Despite the fact that the above-mentioned legal provision literally states that a resolution shall be contrary to the act, it is rightly assumed in the jurisprudence that a shareholders’ resolution may also be invalidated if it violates ratified international agreements and regulations, as well as directly applicable EU regulations.
What is important, the contradiction of the resolution with the provisions of the articles of association does not constitute grounds for declaring it invalid, but it may be a reason to repeal the resolution, as mentioned in the previous article, which is available at the following link.
The unlawfulness of a resolution is considered by Polish courts in two aspects:
1) as a contradiction with the substantive norm, which refers to the content of the resolution itself,
2) as a contradiction with the competence norm, which refers to formal issues including the method of convening and holding the shareholders’ meeting and the mode of adopting resolutions.
However, it is worth remembering that the formal defects referred to in point 2) above may be the reason for the invalidity of the resolutions of the shareholders of the limited liability company, provided that they affected the content of the resolution, which must be proven in court proceedings.
Formal irregularities may concern, among others:
- defectiveness of entries made in the shares book,
- failure to meet the statutory requirements related to the adoption of a specific resolution, including the time limit within which the resolution is to be adopted in order to bring the legal effects specified therein,
- convening the shareholders’ meeting by persons incorrectly appointed to the management board of a given company,
- violation of the requirements regarding the content of the invitation to the shareholders’ meeting,
- violation of the ban on adopting resolutions on matters not included in the agenda,
- violation of the provisions on holding meetings without being formally convened,
- violation of the provisions on the method of convening the shareholders’ meeting,
- violation of the provisions on participation in the shareholders’ meeting by proxy.
The claim for invalidation of a resolution may also be brought against a resolution aimed at circumventing the law.
A group of persons authorized to file a lawsuit for invalidation a resolution of shareholders of limited liability company
The right to bring an action to invalidate a resolution of shareholders is vested in:
- the management board, supervisory board, audit committee and their individual members;
- a shareholder who voted against the resolution and, after its adoption, demanded that the objection be recorded in the minutes;
- a shareholder who is unreasonably prevented from participating in the shareholders’ meeting;
- a shareholder who was not present at the meeting, but only in the event of a defective convocation of the shareholders’ meeting or adoption of a resolution on a matter not included in the agenda;
- in the case of a written vote, a shareholder who was omitted during the vote or who did not agree to a written vote or who voted against the resolution and, having received information about the resolution, raised an objection within two weeks.

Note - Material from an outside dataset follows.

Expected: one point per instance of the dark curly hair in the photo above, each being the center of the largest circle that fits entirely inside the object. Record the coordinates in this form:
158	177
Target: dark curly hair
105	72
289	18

Time limit for filing a claim
Claim to repeal a resolution of the shareholders of a limited liability company shall be submitted within six months from the date of receipt of the information on the resolution, but not later than within three years from the date of adopting the resolution.
Securing the claim
Claim to invalidate a resolution of the shareholders of a limited liability company may be secured, in particular, by submitting an application for the suspension of registration proceedings until the case is finally resolved.
In the event that the shareholders of a limited liability company undertake a resolution that is contrary to the law or which was intended to circumvent the law, it is possible to challenge it to the court by way of claim for invalidation of the resolution.